Patients, who present mainly with a dry mouth, Sjogrens syndrome has to be considered, especially when hyposalivation co-exists. It is an uncommon autoimmune condition in the paediatric age group, but can also present with recurrent parotid swelling, unlike in adults [51]. Primary Sjogrens syndrome is not associated with any other illness but can secondly develop in the presence of autoimmune disorders such as rheumatoid arthritis, lupus, scleroderma or polymyositis.

Sweet Syndrome is a febrile neutrophilic dermatosis, characterized by the onset of painful erythematous-violaceous lesions that may be located mainly on limps, trunk, face and neck. Mucosal involvement of the mouth, appearing as oral ulcer, is uncommon [52].

Reiter’s Syndrome, also known as reactive arthritis, is the classic triad of conjunctivitis, urethritis and arthritis occurring after an infection, particularly those in the urogenital or gastrointestinal tract.
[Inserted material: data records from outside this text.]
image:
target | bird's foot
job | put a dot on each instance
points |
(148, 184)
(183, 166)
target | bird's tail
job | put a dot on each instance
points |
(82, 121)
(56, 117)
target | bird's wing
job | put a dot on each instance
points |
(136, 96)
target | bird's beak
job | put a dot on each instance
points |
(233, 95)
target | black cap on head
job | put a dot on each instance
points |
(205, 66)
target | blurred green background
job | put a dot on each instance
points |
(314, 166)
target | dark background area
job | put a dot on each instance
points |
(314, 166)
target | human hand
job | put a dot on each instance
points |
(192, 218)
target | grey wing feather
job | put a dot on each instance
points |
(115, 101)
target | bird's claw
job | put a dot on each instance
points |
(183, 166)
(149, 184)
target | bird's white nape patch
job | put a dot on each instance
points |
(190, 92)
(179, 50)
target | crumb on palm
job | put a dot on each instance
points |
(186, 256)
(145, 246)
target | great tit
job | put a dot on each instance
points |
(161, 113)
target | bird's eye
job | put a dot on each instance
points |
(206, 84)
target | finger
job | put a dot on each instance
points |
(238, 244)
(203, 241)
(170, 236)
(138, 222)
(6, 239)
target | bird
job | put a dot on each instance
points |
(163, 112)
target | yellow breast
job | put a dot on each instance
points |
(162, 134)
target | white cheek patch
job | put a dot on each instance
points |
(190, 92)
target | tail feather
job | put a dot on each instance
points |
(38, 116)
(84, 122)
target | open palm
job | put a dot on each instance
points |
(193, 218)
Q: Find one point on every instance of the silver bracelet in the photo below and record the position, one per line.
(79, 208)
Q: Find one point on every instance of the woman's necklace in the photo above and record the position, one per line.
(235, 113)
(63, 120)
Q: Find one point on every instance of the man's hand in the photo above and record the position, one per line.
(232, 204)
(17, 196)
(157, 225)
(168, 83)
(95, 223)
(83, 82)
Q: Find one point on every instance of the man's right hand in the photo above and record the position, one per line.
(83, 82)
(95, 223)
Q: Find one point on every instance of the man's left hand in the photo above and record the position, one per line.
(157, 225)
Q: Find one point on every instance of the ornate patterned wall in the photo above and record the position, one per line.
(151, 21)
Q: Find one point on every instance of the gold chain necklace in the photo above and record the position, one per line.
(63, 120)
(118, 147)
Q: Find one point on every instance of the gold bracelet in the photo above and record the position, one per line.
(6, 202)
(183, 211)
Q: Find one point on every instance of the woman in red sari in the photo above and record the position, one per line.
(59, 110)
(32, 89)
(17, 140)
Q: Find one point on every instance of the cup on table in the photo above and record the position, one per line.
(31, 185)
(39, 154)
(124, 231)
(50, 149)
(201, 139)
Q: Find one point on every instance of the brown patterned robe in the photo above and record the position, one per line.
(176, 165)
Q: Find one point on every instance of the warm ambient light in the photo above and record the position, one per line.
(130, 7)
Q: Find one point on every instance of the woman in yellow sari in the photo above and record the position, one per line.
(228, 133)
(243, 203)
Dermatologic manifestations are common, including oral lesions, nail changes and ulcerative vulvitis [53]. Further, a differential diagnosis for oral ulcers is Sarcoidosis, a chronic systemic disorder (affects lungs, lymph nodes, skin, eyes etc.) of unknown etiology, which can also affect the buccal mucosa and gingiva [54].

Melkerrson-Rosenthal Syndrome is a rare disorder of unknown aetiology and characterized by the triad of oro-facial edema, facial nerve palsy and furrowing of the tongue. Onset in children is common between 7 and 12 years of age and it can be associated with oral ulcers [55].

Treatment options for ulcers

When oral ulcers are secondary to an underlying disease (inflammatory bowel disease, nutritional deficiency etc.) it is recommended to treat the primary disease in order to improve the oral aphtae.

Topical treatment is aimed at prevention of superinfection, analgesia, decreasing inflammation and treating active ulcers. Chlorhexidine has a proven activity against enveloped viruses (HSV, CMV, Influenza, RSV) [56], topical antibiotics (doxycycline, minocycline) are also effective. Bioadhesive pastes with benzocaine 20% achieve pain relief by creating a protective coat, Lidoaine (5% crème or 10% spray) have a temporary analgesic effect, anti-inflammatory properties of diclofenac (3% with hyaluronic acid 2.5%) have also shown to be effective. Topical steroids (betamethasone, fluticasone as spray or mouthwash) are successful in treating active ulcers, and can also be used long term, but only in combination with antifungals to reduce the risk of oral candidiasis [57].

If local treatment is not enough, oral prednisone is used as first line systemic therapy, alternatively Montelukast can be used. Colchicine, Dapsone or Thalidomide are also effective immunomodulators [57]. Ascorbic acid can be added to topical treatment [58].

Summary

The range of differential diagnosis for oral ulcers in children is enormously wide. Although it is a common symptom, an accurate history, as well as a proper physical examination is of highest importance in order to be able to make a diagnosis. Ulcers can be classified by their size and the duration of symptoms, which can give further hints for the cause of the ulcer. As many different specialists (dentists, gastroenterologists, haematologists, family doctors, paediatricians) treat children with oral ulcers, general recommendations about treatment/diagnosis of children with oral ulcers do not yet exist, therefore an attempt was made to provide a clinical overview for clinicians.